At the beginning of 2005 Jay-Jay and I gave each other the nod and thumbs-up—we agreed it was time to crank out a baby. I was on the cusp of turning 32—she was 30. She would chuck out the pills she had taken religiously for years now we’d decided we were ready for breeding.
Then life returned to normal. We didn’t give it much thought—if it happened, it happened. We were not in any real hurry figuring that, at 30, Jay-Jay still had a fair few tick-tocks in her biological clock. And, since I am a bloke, I assumed I’d be firing out lethal bullets from the old meat-gun for as long as I can breathe. Look at Rod Stewart—he must have been 93 years old when he got Rachel Hunter pregnant the first time.
Dom’s medical emergency
Dom is a runner. He loves running. Hardly a day goes by that he does not go out for a run. He even loves running in the rain. On a day when it’s hosing down outside with possible thunder and gale-force winds, most of us would get into our pyjamas and curl up in front of the heater. Not Dom. He gets excited. ‘I’m going for a run!’ he says. I think he’s absolutely bonkers but he really does love being out there in the wet and wind.
Running is in his genes. His mum, Sue, who is 61, runs marathons. She is planning on running the Gold Coast one this year, although she says she has got slower and may downgrade to a half marathon. Dom’s older sister Bridget, who is 42, hasn’t run any marathons but runs for fun, and his younger sister Charlotte, who’s 35, ran her first half marathon last year.
Dom has been running since he was at Riverdale Primary School in Palmerston North. He used to participate in all the local 10-kilometre runs and ran his first half marathon at twelve years old. He has run so many half marathons that he doesn’t even remember where his first one was!
He does remember the day he co
mpleted a long-distance run in bare feet, though. When he was nine he was in the car with his siblings and his parents as they drove to Feilding to drop Sue off to run the annual Feilding to Palmerston North 18-kilometre run. When they pulled up to the start line, Dom got caught up in the excitement and begged his parents to let him run too. Dom didn’t have any shoes. He didn’t anticipate being able to run because his parents had told him that the run was for adults only, but when Dom saw other kids participating he wanted in on that action. His dad, Stuart, gave in and said, ‘Fine, if you want to run, you run.’ So Dom ran the entire 18 kilometres from Feilding to Palmerston North barefoot.
As he crossed the finish line he felt chuffed with himself and that the huge blister that took up his entire right heel was worth it.
Dom really got the bug and completed his first full marathon in Wanganui at the age of fourteen.
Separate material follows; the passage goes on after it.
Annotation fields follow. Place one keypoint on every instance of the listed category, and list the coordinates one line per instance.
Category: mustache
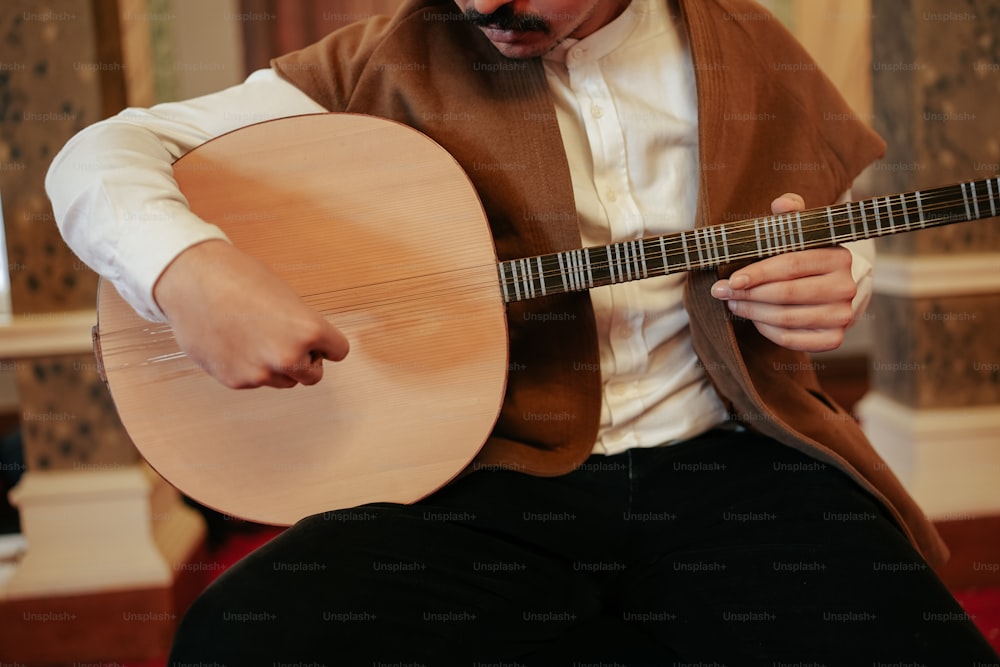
(504, 18)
He stopped running not long after because he had better things to do as a teenager (chasing girls kept him fit enough), and then as a young adult he got caught up in the party scene, preferring to drink with his mates all weekend. He started running again in his late twenties but didn’t do another full marathon until he was 32.
It was the 2005 Gold Coast Marathon and he ran it in 3 hours 53 minutes. Not bad, considering he was not well but didn’t know it yet.
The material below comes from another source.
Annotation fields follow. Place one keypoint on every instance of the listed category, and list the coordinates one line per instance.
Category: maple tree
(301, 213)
Dom entered the Adidas Auckland Marathon to be held on Sunday 30 October 2005 and he began serious training in July, straight after the Gold Coast marathon. The training wasn’t without its difficulties.
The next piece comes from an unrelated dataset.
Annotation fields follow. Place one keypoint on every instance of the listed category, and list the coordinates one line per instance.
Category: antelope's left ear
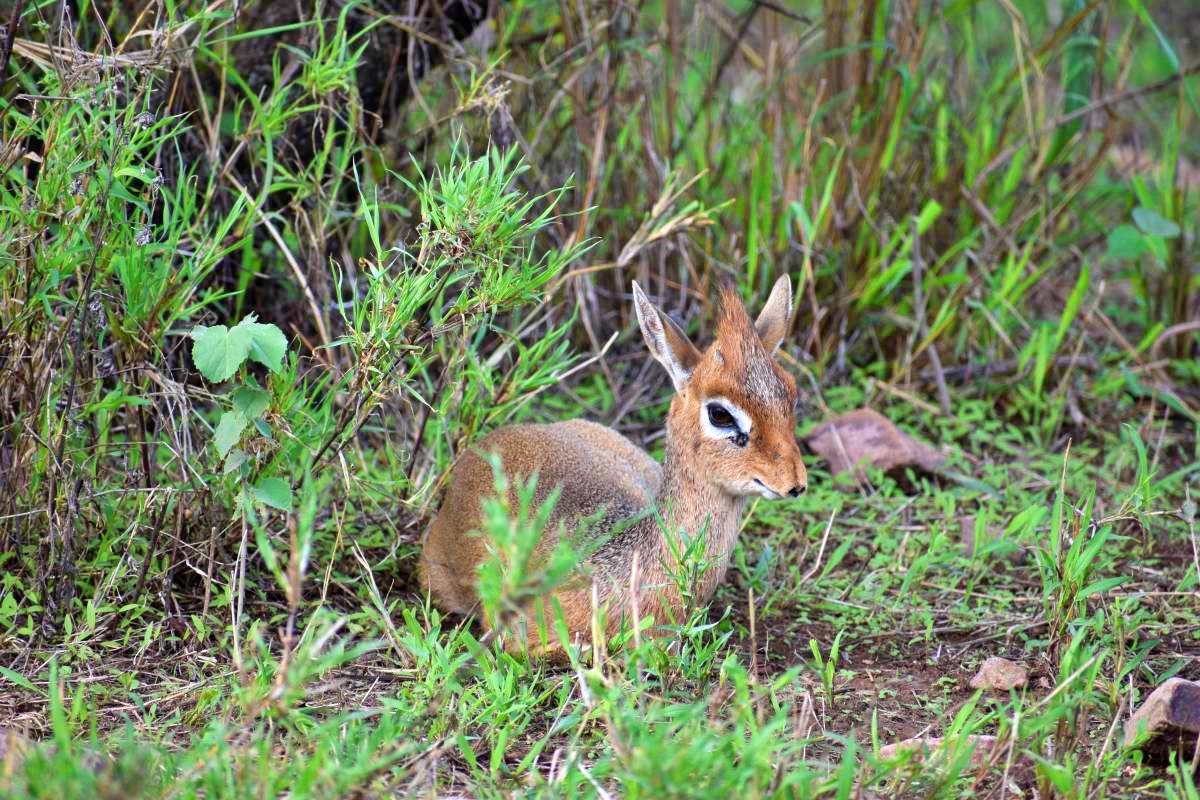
(777, 316)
One Saturday morning, after only six minutes of running, Dom found himself doubled over, vomiting horrible bile into some poor old lady’s front garden. The colour had drained out of him and he was ghostly white. Since he’d only been running for six minutes he managed to walk slowly back home, although every step felt like hard work. Once he’d made it home he hopped into the bath for a relaxing soak and after 15 minutes he was back to normal.